Share prices plunge to two-year low
Reserve requirement ratio cuts benefit firms engaged in debt-for-equity swaps
Chinese stocks gave up early gains to close at a two-year low on Monday, as a reserve requirement ratio cut could not outweigh weak sentiment from trade tensions, the weakening yuan and deleveraging efforts.
The benchmark Shanghai Composite Index declined by 1.05 percent to 2859.34 points on Monday. The Shenzhen Component Index slid 0.9 percent and the ChiNext startup index fell 0.72 percent.
The People’s Bank of China announced on Sunday that it will cut the cash amount commercial banks are required to hold in reserve by 50 basis points starting from July 5, a measure to facilitate targeted lending to small and microenterprises.
The reduction in reserves, the third such move by the central bank this year, had been widely anticipated by investors.
Investors competed for listed companies related to debt-forequity swaps on Monday.

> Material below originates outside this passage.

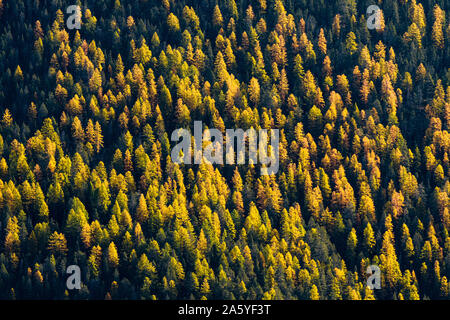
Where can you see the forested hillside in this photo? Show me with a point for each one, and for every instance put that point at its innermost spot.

Fujian Mindong Electric Power Ltd Co, Tianjin Printronics Circuit Corp, Hainan Haide Industry Co Ltd, and others increased by the daily limit of 10 percent.
“Reserve requirement ratio cuts largely benefit listed companies related to debt-for-equity swaps, but the overall A-share market is weak as investors are concerned about escalating trade tensions and the yuan depreciating,” said Deng Haiqing, visiting finance professor at Renmin University of China.
The yuan fell on Monday to a five and a half month low against the US dollar, effectively erasing all of this year’s gains.
Real estate firms tumbled 4.9 percent on Monday, as the currency depreciation raised fears of capital outflow that could weigh on asset prices.
Airline shares also plunged, with Air China Ltd and China Eastern Airlines Corp Ltd closing down by the daily limit of 10 percent, on concerns the weakening yuan could bode ill for companies with dollar-denominated debt and push up their fuel costs.
Zhu Haibin, chief China economist and head of China equity strategy at JPMorgan, said the reserve requirement ratio cut this time is not a reversal of deleveraging efforts.
“In our view, the pace of deleveraging may be finetuned to ease tail risk, but policymakers are unlikely to change their course,” Zhu said. “Going forward, with monetary policy turning away from the tightening bias, financial deleveraging will likely be achieved by regulatory measures, such as the enforcement of the asset management regulation finalized on April 27.”
Freddy Wong, fixed income portfolio manager of Fidelity International, said the cuts would release liquidity totaling around 500 billion yuan ($76.4 billion) to 700 billion yuan into the market.
“Given the current focus on small and microenterprises, we do not expect a significant change on the current funding cost given the current policies, and reserve requirement ratio cuts aim to provide liquidity but not to lower financing costs,” Wong said.